The use of carnivorous citrus ants (Oecophylla smaragdina) to protect orange groves in China dates back at least 1,700 years. The earliest known mention of such use is attributed to Ji Han in his records of the Plants and Trees of the Southern Regions (A.D. 304):
The people of Jiao -zhi sell in their markets ants in bags of rush matting. The nests are like silk. The bags are all attached to twigs and leaes which, with the ants inside the nests, are for sale. The ants are reddish-yellow in color, bigger than ordinary ants. (These ants do not eat the oranges but attack and kill the insects which do.)

We found Ma Jiang and the Orange Ants written by Barbara Ann Porte and illustrated by Annie Cannon, while the kids were in a storytelling session at the library last weekend.

We’ve been introducing them to folk tales and fables recently, and this title caught our eye because we were curious to find out what orange ants are, and how people earned a living selling orange ants in ancient China. This week, I have learnt something new I didn’t know before. 🙂


The Ma family earned a living selling orange ants to owners of orange groves. It did not necessarily yield a lot of money but they made enough to have food, shelter, clothes and medicine to put on ant bites, and lived happily enough. However, one day, the father and brothers were rounded up to serve in the emperor’s army, leaving Ma Jiang, her mother and her baby brother to fend for themselves.

As collecting wild nests of orange ants was a predominantly male job, requiring collectors to climb high into tall trees and into wild bamboo in the night, neither Jiang nor her mother were in a position to do this, and so they relied on making rush mat bags and other woven articles as an alternative source of income.

Times were hard and the children and their mother often went hungry as only the rich or lazy bought rush mat nets, most people made their own.  But one day, their fortune turns for the better when a beekeeper buys Jiang’s mother’s rush mat nets and a chicken cage and sandals because he finds these will be useful to stave off stings, and pays them in honey instead of money.
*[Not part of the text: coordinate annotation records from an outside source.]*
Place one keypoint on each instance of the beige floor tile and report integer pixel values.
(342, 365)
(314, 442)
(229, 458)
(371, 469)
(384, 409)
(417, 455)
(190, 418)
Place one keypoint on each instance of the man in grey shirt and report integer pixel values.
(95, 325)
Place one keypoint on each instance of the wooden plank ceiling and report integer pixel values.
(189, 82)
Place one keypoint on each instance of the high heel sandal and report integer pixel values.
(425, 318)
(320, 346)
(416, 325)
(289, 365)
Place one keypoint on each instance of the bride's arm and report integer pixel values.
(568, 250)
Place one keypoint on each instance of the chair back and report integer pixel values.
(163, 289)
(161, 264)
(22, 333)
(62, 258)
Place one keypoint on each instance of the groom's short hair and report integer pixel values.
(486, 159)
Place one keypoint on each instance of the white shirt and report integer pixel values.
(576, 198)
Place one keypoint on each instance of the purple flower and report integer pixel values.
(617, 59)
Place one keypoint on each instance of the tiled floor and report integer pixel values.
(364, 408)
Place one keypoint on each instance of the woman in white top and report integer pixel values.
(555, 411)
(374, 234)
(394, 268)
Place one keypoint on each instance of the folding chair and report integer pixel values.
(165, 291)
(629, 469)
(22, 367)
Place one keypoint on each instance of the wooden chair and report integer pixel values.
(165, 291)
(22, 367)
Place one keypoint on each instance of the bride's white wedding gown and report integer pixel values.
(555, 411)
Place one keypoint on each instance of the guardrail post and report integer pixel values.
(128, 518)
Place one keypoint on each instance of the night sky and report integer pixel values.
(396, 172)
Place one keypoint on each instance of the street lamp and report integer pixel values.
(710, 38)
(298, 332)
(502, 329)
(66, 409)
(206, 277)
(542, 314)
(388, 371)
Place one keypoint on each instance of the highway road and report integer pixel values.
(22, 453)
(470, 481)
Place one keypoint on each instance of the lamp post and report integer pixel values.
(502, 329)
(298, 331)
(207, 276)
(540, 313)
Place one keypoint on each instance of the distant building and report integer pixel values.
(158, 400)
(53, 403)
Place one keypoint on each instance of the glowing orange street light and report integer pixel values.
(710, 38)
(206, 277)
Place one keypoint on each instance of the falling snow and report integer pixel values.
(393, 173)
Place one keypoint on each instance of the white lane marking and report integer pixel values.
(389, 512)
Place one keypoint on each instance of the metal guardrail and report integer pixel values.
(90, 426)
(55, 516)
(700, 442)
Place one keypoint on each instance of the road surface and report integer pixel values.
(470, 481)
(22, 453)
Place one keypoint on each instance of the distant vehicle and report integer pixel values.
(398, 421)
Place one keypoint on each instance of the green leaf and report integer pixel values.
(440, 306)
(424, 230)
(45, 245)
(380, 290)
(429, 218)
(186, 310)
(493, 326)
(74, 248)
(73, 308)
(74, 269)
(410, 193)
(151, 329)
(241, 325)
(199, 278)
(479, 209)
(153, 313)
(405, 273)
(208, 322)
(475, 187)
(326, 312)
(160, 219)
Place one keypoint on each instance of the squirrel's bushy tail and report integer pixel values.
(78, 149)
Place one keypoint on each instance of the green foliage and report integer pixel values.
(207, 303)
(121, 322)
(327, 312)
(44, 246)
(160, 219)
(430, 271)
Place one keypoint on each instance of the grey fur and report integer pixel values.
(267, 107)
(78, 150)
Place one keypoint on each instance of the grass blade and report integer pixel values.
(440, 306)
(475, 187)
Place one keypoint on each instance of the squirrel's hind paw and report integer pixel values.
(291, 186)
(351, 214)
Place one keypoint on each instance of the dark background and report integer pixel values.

The family is glad for the honey, and they keep it in a gourd hung from the ceiling, and enjoy a little each day. One day, while eating, Jiang’s baby brother accidentally drips a puddle of honey onto the floor, attracting hundreds of little black ants.

This lends Jiang a brilliant idea to make a honey trap by smearing the inside of a rush mat bag with honey, reviving the business of selling orange ants without requiring dangerous night time climbing of trees.

Jiang’s mother was happy to be able to buy good things for the family and they prospered on the sale of the orange ants.

However, as they prepared the good food for the Lunar New Year, they could not help but miss Jiang’s father and brothers who had now been away for a year.

Then just three days before the end of the old year, Jiang and her mother and brother receive a pleasant surprise – her father and brothers return, released at last from the emperor’s service and the story ends happily as the family joyfully reunites with much to be grateful for.